Britain has announced a new initiative to prevent forced marriages within the Asian community.
The measure involves educating the young people at risk and providing assistance. Under the initiative, guidelines have been issued to teachers and college lecturers on how to tell the difference between forced and arranged marriages. The guidelines include advice on how pupils at risk can be identified and how to get them help.
The Foreign Office and the Home Office launched the joint Forced Marriage Unit (FMU) and along with the Department for Education and Skills announced new educational guidelines on forced marriages.
Every year the Foreign office handles several cases of forced marriages. Most of them originate from South Asia, but officials have also seen examples from East Asia, Africa and the Middle East.
Officials have dealt with cases involving Muslims, Hindus, Sikhs and Christians, official sources said.

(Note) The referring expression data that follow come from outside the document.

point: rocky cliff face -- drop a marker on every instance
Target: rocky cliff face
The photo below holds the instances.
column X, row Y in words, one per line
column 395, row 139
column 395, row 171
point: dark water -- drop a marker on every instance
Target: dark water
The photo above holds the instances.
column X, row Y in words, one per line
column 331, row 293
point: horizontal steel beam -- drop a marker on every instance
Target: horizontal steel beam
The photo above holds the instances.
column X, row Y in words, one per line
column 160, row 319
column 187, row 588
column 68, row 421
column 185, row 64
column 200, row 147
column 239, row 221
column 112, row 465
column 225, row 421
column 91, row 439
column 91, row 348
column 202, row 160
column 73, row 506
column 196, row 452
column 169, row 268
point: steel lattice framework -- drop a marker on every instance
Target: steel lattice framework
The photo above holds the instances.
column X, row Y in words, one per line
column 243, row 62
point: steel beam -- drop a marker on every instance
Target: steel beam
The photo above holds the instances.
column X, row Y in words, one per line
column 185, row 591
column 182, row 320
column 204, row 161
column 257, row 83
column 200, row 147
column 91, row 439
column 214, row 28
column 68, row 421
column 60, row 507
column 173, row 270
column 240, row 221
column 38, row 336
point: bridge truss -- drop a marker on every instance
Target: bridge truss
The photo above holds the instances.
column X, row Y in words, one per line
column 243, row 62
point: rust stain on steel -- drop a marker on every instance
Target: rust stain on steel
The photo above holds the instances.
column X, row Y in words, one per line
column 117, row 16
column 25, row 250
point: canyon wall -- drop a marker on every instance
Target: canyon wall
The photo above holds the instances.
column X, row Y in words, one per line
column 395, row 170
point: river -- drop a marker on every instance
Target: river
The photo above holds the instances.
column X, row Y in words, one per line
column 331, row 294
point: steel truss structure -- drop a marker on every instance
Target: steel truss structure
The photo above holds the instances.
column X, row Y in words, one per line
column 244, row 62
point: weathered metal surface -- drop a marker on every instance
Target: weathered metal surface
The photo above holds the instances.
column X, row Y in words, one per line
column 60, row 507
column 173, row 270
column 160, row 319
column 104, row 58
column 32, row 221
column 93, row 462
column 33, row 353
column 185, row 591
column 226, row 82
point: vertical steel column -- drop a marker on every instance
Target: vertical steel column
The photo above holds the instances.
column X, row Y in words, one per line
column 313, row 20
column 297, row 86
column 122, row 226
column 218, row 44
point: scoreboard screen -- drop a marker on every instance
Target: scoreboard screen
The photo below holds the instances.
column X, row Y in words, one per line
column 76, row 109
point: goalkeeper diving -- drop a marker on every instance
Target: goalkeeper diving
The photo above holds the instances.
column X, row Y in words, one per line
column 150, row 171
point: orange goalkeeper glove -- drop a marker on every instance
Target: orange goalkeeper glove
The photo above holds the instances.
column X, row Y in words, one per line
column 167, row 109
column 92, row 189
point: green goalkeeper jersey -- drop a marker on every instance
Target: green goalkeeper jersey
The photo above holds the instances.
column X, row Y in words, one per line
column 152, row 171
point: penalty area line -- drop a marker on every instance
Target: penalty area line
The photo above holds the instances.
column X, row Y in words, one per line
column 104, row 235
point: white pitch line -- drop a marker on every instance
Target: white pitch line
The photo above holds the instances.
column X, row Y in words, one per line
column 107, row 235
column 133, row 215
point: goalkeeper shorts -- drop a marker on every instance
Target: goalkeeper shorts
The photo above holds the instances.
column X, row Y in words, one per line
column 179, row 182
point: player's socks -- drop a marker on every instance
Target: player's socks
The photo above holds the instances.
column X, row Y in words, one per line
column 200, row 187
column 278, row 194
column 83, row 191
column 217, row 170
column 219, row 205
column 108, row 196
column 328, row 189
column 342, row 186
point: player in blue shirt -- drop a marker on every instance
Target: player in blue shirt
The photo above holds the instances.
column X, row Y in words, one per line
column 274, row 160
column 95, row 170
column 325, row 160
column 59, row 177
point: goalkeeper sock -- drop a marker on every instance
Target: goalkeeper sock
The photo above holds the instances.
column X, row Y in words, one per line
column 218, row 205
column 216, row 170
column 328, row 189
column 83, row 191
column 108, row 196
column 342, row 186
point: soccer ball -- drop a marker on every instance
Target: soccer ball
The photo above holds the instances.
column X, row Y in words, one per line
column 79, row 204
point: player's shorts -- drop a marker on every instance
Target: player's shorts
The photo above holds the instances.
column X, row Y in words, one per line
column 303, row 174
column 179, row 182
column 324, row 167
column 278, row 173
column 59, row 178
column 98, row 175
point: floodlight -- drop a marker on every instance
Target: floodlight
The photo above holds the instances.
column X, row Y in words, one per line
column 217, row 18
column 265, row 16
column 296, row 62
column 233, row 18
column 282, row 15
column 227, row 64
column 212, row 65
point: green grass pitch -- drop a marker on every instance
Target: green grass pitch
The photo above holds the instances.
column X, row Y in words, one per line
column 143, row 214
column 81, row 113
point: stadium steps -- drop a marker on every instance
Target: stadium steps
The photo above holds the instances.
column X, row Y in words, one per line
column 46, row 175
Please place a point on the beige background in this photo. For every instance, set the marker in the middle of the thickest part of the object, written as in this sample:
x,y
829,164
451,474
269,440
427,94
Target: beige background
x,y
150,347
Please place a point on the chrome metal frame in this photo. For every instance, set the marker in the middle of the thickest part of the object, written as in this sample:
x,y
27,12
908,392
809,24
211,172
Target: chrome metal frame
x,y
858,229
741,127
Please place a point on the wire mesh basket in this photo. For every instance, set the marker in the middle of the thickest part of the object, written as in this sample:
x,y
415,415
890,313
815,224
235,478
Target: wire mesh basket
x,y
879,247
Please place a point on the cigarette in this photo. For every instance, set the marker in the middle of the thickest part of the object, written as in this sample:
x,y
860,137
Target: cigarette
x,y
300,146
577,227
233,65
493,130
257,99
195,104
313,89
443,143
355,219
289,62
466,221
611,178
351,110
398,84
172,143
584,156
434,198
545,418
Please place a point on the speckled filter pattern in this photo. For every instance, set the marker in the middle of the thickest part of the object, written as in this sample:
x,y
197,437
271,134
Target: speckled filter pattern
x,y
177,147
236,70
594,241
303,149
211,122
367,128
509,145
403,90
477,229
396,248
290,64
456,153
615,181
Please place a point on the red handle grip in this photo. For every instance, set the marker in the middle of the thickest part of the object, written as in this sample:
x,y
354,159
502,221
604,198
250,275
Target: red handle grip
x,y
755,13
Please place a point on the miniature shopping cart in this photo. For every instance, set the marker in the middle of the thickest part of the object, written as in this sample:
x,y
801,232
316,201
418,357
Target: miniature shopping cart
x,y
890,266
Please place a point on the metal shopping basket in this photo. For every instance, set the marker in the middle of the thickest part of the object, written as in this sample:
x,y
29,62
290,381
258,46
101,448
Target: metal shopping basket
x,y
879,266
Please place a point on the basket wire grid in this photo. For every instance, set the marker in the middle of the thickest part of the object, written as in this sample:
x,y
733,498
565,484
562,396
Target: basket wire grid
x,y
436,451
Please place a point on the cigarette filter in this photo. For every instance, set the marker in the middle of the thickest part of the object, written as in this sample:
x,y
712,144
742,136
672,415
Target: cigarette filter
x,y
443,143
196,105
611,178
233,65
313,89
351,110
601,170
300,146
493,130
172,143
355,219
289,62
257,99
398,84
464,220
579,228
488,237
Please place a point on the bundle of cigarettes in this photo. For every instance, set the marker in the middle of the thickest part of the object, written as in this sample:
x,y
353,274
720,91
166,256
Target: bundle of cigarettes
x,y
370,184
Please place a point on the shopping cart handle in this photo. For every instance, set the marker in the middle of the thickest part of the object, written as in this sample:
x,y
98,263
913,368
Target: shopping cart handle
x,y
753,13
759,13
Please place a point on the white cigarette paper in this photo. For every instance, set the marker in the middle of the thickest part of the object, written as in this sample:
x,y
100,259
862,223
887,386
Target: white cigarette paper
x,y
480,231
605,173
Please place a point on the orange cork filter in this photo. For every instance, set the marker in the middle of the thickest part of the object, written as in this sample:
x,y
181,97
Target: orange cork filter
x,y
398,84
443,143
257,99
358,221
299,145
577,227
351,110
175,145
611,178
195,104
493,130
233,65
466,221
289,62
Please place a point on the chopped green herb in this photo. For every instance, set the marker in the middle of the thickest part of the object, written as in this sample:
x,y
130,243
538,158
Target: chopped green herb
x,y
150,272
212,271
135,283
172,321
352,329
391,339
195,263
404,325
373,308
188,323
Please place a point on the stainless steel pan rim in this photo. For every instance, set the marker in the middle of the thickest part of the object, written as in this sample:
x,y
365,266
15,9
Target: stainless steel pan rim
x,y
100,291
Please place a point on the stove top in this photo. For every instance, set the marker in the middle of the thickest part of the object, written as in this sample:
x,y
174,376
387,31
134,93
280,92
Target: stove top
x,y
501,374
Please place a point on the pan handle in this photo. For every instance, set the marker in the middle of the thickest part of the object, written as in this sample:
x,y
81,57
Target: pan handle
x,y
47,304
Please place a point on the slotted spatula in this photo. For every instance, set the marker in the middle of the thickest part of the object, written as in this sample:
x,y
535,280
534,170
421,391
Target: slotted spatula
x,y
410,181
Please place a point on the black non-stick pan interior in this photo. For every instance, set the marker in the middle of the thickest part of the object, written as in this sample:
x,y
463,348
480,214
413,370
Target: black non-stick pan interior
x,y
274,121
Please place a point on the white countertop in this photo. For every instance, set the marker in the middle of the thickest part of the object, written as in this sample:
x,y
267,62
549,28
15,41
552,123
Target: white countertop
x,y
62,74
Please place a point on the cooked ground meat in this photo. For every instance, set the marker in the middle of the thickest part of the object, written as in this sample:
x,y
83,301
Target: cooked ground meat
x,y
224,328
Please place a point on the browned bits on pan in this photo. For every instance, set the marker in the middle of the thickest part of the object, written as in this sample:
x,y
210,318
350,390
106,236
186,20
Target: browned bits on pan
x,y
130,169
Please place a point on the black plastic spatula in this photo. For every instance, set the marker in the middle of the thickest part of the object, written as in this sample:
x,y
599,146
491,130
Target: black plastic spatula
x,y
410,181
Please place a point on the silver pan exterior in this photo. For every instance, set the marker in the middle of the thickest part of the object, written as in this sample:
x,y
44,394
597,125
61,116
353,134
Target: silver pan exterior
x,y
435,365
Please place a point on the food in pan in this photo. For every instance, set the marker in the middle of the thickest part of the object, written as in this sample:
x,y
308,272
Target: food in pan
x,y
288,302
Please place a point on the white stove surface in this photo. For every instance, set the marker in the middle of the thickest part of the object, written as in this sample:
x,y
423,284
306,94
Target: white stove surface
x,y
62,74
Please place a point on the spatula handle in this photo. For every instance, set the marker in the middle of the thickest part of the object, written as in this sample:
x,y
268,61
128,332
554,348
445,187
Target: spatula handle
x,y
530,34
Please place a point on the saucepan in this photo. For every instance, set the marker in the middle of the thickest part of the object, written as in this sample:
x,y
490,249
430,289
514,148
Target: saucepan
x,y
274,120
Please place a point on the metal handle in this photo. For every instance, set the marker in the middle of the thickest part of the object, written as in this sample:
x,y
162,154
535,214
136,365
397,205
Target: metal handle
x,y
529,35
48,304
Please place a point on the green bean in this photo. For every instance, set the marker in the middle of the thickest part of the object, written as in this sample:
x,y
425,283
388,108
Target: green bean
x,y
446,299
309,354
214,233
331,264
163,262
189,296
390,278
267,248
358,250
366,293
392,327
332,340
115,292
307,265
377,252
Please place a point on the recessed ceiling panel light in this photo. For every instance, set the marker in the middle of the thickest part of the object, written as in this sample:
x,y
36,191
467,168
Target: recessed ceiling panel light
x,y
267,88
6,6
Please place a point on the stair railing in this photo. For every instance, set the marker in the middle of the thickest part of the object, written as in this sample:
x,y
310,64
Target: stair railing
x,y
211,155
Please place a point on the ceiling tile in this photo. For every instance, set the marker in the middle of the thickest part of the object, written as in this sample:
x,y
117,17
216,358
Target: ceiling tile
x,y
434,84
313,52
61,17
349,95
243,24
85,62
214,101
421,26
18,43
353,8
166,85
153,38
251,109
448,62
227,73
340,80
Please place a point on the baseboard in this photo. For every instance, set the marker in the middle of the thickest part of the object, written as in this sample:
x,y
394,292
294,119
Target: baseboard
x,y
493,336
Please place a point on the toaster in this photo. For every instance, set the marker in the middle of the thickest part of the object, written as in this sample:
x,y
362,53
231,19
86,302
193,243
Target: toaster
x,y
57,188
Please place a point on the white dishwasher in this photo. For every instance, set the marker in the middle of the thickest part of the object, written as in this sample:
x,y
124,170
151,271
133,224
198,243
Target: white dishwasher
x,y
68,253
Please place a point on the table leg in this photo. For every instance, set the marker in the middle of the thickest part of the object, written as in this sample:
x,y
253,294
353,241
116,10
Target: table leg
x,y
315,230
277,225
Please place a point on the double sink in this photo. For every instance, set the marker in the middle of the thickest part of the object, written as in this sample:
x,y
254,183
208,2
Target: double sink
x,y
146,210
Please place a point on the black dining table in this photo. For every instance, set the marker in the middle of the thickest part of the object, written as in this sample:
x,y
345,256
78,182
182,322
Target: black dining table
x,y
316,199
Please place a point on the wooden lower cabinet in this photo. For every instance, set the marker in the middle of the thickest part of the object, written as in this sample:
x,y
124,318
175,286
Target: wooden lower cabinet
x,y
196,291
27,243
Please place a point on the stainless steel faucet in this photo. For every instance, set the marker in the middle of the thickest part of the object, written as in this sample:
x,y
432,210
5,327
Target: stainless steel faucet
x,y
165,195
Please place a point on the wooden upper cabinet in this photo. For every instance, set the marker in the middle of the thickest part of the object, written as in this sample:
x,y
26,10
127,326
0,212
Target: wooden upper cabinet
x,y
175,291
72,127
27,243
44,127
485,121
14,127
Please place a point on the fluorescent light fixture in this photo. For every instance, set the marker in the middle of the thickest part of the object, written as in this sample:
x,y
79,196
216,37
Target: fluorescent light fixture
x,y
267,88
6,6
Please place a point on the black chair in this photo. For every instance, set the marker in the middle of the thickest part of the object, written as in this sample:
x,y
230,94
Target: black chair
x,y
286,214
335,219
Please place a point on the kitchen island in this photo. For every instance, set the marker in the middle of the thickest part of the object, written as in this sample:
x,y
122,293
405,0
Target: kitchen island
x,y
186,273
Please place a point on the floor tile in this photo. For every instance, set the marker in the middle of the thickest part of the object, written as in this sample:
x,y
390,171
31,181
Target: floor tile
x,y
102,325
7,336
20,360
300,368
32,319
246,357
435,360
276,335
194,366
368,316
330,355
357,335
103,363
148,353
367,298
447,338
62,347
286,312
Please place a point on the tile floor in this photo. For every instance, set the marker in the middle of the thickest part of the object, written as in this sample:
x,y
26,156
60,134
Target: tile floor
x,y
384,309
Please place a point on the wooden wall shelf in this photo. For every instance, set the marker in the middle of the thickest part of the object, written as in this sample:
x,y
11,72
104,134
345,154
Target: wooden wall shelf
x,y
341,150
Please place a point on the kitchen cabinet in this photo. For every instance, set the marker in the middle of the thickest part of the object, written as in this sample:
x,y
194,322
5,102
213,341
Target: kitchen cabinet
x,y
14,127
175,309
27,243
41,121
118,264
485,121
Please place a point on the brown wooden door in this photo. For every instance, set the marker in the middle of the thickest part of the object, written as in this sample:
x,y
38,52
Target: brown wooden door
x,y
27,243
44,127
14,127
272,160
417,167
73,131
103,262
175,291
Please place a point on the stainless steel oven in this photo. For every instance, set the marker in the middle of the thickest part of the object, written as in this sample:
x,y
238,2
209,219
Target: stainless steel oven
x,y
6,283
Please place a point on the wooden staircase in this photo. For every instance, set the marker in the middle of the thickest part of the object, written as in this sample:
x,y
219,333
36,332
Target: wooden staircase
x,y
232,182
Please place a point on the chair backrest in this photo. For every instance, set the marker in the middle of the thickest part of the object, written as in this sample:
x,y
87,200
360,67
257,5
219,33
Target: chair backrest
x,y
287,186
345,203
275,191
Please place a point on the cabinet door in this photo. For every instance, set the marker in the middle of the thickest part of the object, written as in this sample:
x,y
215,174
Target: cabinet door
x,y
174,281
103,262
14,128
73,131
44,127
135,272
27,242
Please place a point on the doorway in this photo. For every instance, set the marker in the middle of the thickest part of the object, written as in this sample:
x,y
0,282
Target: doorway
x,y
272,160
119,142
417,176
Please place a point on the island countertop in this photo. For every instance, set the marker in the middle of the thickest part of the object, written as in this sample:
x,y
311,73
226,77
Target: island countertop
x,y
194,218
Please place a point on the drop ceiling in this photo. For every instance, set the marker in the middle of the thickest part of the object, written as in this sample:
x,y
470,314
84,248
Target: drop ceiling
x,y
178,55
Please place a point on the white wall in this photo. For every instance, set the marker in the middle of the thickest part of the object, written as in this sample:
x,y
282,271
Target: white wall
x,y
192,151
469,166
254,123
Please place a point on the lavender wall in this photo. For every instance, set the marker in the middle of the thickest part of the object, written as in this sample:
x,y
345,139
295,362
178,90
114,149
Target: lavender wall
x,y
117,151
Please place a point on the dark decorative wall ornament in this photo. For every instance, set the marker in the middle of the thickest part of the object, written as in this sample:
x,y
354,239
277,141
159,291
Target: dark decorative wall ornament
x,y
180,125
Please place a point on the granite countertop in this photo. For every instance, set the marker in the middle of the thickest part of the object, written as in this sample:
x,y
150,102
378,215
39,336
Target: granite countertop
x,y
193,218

The Forced Marriage Unit will act as the government's central point for forced marriage casework, policy and projects and will provide information and assistance both to potential victims and to concerned professionals.
Some 'honour killings' have been linked to young women rebelling against forced marriages. The police last year announced they would reinvestigate hundreds of reported disappearances, suicides and missing persons in an effort to find out the scale of the problem in Britain.
Home secretary Charles Clarke said one third of cases of forced marriage involved individuals under the age of 18. He said launching the unit was an "important step to tackling forced marriage in this sector of public life".
"Forced marriage is nothing less than an abuse of human rights," Clarke said. "It can involve serious forms of duress, including physical assault."
Experts point to the high suicide rate among Asian girls aged between 15 and 25 as evidence that violence against them remains undetected.
The Foreign Office minister Baroness Symons said the department had also rescued and brought 70 young people a year back to Britain from overseas.
She said that, although the issue was often assumed to affect only women, 15 percent of cases identified by officials involved men and boys.
The Baroness said: "In the last four years we have dealt with more than 1,000 cases and helped repatriate around 200 young people to Britain.
"Now, by tackling this abuse at home, as well as abroad, we can try and prevent forced marriages, and prevent young people being exposed to the type of physical and mental abuse we have heard about today."